The coin-box dial-telephone was out of date, but he had so far resisted the Post Office’s attempts to have him replace it
with a videophone; it was enough that he had to talk to people. Reluctantly he picked up the receiver.
“George? Is that you?”
He recognized the voice. It was Anthony Boulton, a publisher for whom he had written several books.
“Yes,” he said.
“This is Anthony Boulton. I didn’t wake you, did I?”
“It doesn’t matter.”
“How are you these days?”
“I’m well enough.”
“Good, good. What have you been up to recently?”
“A book. What else?”
“How’s it coming?”
Boulton sounded determinedly cheerful, and was obviously about to discuss a commission with him. He was a workaholic, and
it was not at all unusual that he should make a business call on a Saturday morning.

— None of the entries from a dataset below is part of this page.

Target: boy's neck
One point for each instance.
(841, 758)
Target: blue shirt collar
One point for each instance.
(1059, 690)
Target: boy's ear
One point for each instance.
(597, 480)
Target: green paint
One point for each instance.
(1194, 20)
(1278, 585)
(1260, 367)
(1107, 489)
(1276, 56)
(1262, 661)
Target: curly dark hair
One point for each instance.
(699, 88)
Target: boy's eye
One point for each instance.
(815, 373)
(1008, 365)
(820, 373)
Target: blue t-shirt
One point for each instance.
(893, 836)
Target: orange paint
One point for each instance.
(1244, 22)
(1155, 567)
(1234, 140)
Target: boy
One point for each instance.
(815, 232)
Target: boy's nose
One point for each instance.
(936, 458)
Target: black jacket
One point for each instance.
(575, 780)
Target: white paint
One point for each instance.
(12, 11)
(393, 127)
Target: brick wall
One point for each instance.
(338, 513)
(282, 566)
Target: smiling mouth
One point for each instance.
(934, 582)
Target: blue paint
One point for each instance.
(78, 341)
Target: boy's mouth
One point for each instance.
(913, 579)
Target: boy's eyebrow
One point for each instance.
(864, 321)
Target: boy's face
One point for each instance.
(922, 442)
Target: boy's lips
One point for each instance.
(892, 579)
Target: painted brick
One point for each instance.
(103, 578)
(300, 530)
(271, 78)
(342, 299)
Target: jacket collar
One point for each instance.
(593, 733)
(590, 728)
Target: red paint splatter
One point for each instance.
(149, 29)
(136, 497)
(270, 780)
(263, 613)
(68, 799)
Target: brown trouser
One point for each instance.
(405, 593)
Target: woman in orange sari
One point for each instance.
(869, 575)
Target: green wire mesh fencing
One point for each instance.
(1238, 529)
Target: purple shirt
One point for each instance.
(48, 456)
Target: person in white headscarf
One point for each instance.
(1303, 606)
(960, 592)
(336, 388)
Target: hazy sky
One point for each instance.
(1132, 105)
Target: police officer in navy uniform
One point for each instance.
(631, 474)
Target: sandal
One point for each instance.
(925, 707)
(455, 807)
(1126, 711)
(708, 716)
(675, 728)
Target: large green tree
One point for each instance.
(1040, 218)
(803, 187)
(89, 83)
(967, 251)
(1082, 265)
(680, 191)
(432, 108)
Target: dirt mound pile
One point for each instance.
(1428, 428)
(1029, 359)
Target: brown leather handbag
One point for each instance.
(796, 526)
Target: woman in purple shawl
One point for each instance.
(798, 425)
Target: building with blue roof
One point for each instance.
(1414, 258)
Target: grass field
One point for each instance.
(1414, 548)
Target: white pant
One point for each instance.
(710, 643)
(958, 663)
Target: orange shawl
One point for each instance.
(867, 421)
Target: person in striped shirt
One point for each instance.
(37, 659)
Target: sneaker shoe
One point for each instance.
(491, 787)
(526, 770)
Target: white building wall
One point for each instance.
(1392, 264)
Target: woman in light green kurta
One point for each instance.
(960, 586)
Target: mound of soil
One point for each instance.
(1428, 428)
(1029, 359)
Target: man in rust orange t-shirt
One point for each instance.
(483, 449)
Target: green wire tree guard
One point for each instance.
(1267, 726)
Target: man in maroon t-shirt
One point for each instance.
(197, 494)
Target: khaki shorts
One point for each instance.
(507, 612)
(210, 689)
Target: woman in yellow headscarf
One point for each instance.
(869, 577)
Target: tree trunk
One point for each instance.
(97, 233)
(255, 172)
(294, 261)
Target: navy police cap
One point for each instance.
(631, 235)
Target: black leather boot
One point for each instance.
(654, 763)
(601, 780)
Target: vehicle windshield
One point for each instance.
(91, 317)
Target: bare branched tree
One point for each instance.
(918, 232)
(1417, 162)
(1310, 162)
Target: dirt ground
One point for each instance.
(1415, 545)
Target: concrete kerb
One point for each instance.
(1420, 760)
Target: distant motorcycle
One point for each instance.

“It’s finished,” he replied. “I delivered it last week.”
“Good.” A pause. “Listen, I’ve got something you might be interested in.”
When he said nothing, Boulton went on: “We’re looking for someone to do us a novel covering the quarter-century from the beginning of the war to the middle sixties. A big family drama set against the changing fortunes of the nation. The austerity
and danger of the war years eventually giving way to victory and then a growing period of prosperity culminating in the advent
of the pop rock generation. We reckon you’re just the man for the job. What do you think?”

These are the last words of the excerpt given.